State-run ISNA news agency, reported that the Statistical Center of Iran’s information on inflation for the Persian month of Bahman (January 21- February 19), showed that all food prices have increased compared with the same month last year — even compared with the previous month.

The Statistical Center of Iran’s new numbers indicate that the highest price increase was for tomato paste with a 231.1% increase, followed by yellow apples with a 128% increase, tomatoes with a 127.9% increase, bananas which had gone up by 103.1%, and lamb meat which increased by 97.8%. As well, onions increased by 22.1%, and cucumbers increased by 21.3%.

The report displays the average price of lamb meat at around 80,000 tomans, beef and cattle at 72,000 tomans, poultry at 13,000 tomans, bananas at 12,600, and tomato paste at 18,600 tomans.

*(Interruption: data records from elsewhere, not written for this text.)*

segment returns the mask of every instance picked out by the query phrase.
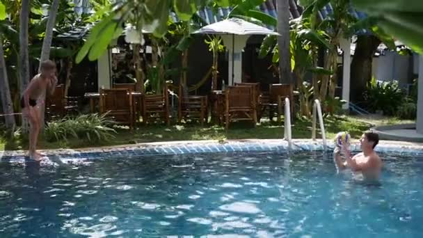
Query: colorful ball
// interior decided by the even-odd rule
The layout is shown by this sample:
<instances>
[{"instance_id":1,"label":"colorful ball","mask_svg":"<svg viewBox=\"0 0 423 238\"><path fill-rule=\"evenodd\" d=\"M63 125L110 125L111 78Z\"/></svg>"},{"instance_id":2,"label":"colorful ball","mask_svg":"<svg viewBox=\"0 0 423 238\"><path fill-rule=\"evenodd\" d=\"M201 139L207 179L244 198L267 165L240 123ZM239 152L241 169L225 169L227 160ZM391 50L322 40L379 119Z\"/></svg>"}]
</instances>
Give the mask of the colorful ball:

According to the latest figures calculated by Professor Steve Hanke, Applied Economist at John Hopkins University, Iran’s annual inflation is 212%.

Food is not the only commodity experiencing a rise in prices. Tasnim news agency announced today that city bus fares would also increase by 20% after March 16th. This is just a few days before the Nowruz holidays, and at a time when Iranians travel to visit family members.

Iran ranks 108 out of 149 countries in terms of social welfare. This is difficult to believe because Iran is also one of the most important mineral producers in the world. The country is ranked among 15 major mineral-rich countries, holding some 68 types of minerals, 37 billion tons of proven reserves and more than 57 billion tons of potential reserves worth $770 billion in 2014.

Still, Iranian workers are some of the most underpaid in the world, often only receiving $100 per month. According to Assistant Head of the East Azerbaijan Coordination Center for Islamic Labor Councils, this meets only 28% of a workers’ basic needs (i.e. shelter, food, clothing).The paychecks of Iran’s laborers, less than $100 a month, is one of the lowest in the world.

Iranian workers are not only seeing their purchasing power reduced significantly, but also see their wages delayed by months.“More than 14 million workers will enter the new year with 72% delayed paychecks,” Habib Sadeghzadeh Tabrizi said.

He added that a wage increase in the New Year could restore the livelihood conditions of workers, but said that the Regime is unlikely to increase the real-terms pay of the workers.